When non-combustible materials such as recycled dust and dissimilar copper treated with concentrate burners in accordance with conventional methods are treated by the lance tubes, it is necessary to reduce the amount of each non-combustible material that is required to It is sufficient to operate the concentrate burner using solvent, auxiliary fuel, and reaction gas. In general, since non-combustible materials require significantly more auxiliary fuel as compared to concentrates, the heat load in the reaction shaft is significantly reduced by stopping the supply of non-combustible materials through the concentrate burner.

When only non-combustible materials are supplied through the lance tube, a special method of thermal compensation is required, since the supplied non-combustible materials do not involve extra heat generation or exothermic treatment unlike concentrates.

As a method for thermal compensation, the following method can be used. (1) In other words, the method uses a burner inserted through the side wall of the settling tank into the settler to directly replenish it under the lance tube, ie burn the auxiliary fuel, to effect heat compensation. Non-combustible material for feeding through the lance tube is blown with air, ie neutral gas, for fluid movement. In order to minimize the heat loss or change in the mat due to the release of the waste gas, it is desirable that this amount of fluid transfer gas is reduced to the fullest possible range. In this case, since the operation of the furnace, which is easy to perform, is insufficient in thermal efficiency, the amount of auxiliary fuel cannot be expected to be reduced as sharply as in the case where non-combustible materials are treated in the concentrate burner.
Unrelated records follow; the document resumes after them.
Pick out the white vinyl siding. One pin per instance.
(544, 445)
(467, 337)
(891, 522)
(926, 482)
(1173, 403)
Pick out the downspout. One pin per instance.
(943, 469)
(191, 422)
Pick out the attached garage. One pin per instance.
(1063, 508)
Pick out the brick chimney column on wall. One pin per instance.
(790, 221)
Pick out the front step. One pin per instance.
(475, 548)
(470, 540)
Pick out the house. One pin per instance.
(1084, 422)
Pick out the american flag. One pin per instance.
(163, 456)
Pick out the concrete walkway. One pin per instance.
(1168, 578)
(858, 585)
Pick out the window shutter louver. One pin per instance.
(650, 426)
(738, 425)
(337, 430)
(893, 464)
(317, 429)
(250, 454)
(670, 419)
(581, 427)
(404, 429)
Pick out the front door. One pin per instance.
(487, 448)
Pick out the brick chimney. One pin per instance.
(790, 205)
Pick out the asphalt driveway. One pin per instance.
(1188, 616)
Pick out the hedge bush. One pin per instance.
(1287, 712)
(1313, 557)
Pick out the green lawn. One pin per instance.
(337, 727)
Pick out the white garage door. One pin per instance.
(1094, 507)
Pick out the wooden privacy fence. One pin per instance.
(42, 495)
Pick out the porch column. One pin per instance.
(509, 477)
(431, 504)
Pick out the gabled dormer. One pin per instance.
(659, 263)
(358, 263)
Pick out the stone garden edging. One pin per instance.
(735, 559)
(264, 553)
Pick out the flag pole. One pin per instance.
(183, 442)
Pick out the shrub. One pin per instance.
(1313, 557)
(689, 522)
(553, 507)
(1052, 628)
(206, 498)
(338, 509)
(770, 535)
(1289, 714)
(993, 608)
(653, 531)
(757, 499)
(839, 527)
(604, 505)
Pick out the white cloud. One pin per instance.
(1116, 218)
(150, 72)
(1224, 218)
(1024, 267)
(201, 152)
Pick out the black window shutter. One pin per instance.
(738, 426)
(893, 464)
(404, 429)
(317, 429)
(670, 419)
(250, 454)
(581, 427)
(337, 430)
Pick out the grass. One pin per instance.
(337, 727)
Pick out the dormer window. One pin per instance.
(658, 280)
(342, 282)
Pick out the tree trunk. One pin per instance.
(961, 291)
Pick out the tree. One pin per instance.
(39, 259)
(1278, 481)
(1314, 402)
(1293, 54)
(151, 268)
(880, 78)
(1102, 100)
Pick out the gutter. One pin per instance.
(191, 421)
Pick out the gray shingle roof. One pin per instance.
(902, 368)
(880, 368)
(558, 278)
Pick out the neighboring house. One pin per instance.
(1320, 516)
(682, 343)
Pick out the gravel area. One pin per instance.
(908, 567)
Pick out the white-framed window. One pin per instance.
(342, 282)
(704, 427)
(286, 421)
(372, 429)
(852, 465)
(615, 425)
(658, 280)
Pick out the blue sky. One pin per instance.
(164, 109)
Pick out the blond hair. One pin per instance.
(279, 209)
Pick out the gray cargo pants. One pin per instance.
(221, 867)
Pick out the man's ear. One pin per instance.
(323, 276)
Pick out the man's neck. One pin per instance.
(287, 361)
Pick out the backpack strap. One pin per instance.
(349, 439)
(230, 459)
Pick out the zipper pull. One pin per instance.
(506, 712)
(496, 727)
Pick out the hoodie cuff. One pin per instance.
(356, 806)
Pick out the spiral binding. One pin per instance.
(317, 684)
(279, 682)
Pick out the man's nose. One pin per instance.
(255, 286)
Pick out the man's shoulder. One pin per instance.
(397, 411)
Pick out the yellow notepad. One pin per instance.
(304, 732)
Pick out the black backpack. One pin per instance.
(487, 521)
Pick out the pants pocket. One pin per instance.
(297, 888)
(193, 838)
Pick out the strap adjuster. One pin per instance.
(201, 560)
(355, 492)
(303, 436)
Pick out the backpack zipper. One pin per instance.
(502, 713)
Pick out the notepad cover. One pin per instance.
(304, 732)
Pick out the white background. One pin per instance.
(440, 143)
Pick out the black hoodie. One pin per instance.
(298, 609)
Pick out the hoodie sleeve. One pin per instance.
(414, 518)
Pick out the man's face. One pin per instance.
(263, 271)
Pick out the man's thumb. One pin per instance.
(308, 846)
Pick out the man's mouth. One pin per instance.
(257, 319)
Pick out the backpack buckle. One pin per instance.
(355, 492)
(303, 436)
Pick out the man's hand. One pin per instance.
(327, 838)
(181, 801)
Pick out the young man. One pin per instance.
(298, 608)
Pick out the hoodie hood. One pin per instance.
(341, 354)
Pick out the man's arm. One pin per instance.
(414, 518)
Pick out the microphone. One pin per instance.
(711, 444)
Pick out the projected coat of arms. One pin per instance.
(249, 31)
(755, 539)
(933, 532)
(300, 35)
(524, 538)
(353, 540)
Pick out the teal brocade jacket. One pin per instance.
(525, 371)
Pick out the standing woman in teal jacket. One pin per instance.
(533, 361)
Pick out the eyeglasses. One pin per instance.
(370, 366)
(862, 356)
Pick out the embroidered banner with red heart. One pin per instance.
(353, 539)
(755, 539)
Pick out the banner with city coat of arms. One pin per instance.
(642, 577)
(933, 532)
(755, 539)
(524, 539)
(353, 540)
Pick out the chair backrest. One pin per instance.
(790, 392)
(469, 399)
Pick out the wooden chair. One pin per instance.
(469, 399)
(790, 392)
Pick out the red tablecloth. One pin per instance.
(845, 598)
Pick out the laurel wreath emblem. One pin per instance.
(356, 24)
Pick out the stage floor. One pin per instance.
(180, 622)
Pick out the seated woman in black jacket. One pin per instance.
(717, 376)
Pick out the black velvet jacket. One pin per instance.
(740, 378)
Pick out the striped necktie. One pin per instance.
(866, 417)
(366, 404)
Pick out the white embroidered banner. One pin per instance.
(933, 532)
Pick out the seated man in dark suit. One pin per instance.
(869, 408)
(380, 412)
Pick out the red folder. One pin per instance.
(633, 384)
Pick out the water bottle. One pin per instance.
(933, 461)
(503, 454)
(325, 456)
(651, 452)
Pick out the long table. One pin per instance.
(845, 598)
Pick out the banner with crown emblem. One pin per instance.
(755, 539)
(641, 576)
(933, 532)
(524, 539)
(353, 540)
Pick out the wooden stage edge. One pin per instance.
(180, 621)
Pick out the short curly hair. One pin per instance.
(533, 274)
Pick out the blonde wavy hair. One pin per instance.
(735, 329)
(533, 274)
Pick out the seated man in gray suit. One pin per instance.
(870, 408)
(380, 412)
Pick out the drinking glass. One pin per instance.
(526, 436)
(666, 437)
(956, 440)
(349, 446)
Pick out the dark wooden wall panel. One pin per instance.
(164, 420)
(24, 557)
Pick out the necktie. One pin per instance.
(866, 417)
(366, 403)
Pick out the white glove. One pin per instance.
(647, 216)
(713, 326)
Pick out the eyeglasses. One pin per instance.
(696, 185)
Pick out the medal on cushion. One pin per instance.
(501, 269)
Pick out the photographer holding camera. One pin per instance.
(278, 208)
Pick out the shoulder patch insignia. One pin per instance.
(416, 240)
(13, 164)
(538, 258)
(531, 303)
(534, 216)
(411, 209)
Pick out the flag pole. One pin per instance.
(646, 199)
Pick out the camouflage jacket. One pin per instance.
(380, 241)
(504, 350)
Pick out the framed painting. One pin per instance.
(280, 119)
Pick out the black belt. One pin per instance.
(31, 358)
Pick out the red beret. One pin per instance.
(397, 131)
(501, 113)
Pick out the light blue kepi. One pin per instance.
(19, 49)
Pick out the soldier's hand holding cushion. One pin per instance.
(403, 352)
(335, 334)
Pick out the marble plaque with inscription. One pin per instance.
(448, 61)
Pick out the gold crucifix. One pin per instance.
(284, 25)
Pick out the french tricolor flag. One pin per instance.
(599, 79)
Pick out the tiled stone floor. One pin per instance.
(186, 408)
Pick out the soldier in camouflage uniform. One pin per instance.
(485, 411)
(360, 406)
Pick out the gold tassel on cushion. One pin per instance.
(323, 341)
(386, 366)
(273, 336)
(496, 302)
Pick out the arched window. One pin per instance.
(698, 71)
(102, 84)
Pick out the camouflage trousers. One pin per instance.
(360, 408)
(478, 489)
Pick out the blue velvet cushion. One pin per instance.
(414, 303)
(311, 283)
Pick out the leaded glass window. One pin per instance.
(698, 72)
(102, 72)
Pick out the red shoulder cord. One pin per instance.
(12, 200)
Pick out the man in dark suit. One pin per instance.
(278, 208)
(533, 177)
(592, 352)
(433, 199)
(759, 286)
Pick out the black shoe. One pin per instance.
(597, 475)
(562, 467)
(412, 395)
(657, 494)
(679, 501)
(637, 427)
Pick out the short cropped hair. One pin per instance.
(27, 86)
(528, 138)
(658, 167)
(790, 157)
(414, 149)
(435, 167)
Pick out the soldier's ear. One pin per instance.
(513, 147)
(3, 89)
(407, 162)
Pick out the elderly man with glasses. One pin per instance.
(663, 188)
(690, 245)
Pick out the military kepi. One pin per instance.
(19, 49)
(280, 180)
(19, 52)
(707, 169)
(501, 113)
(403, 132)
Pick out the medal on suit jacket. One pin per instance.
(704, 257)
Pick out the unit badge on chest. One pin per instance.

(2) The method utilizes the heat of reaction generated during some oxidation of the mat to effectively compensate for heat in a settling vessel with air supplied through the lance tube together with non-combustible material, ie oxygen from the oxygen enriched air. The amount of oxygen supplied is such as to meet the oxygen supply necessary for the oxidation of the non-combustible material and to induce the oxidation of the mat sufficiently for the required heat generation. In this case, since the mat made in the sedimentation basin requires improved properties, the operation of the concentrate burner must be controlled so that the mat made in the concentrate burner requires a lower copper grade than finally obtained. For this purpose, forced introduction of the reaction gas through the lance tube is temporarily stopped and the operating conditions of the concentrate burner must be changed each time the supply of the reaction gas is temporarily delayed. Thus, it can be seen that this method is complicated.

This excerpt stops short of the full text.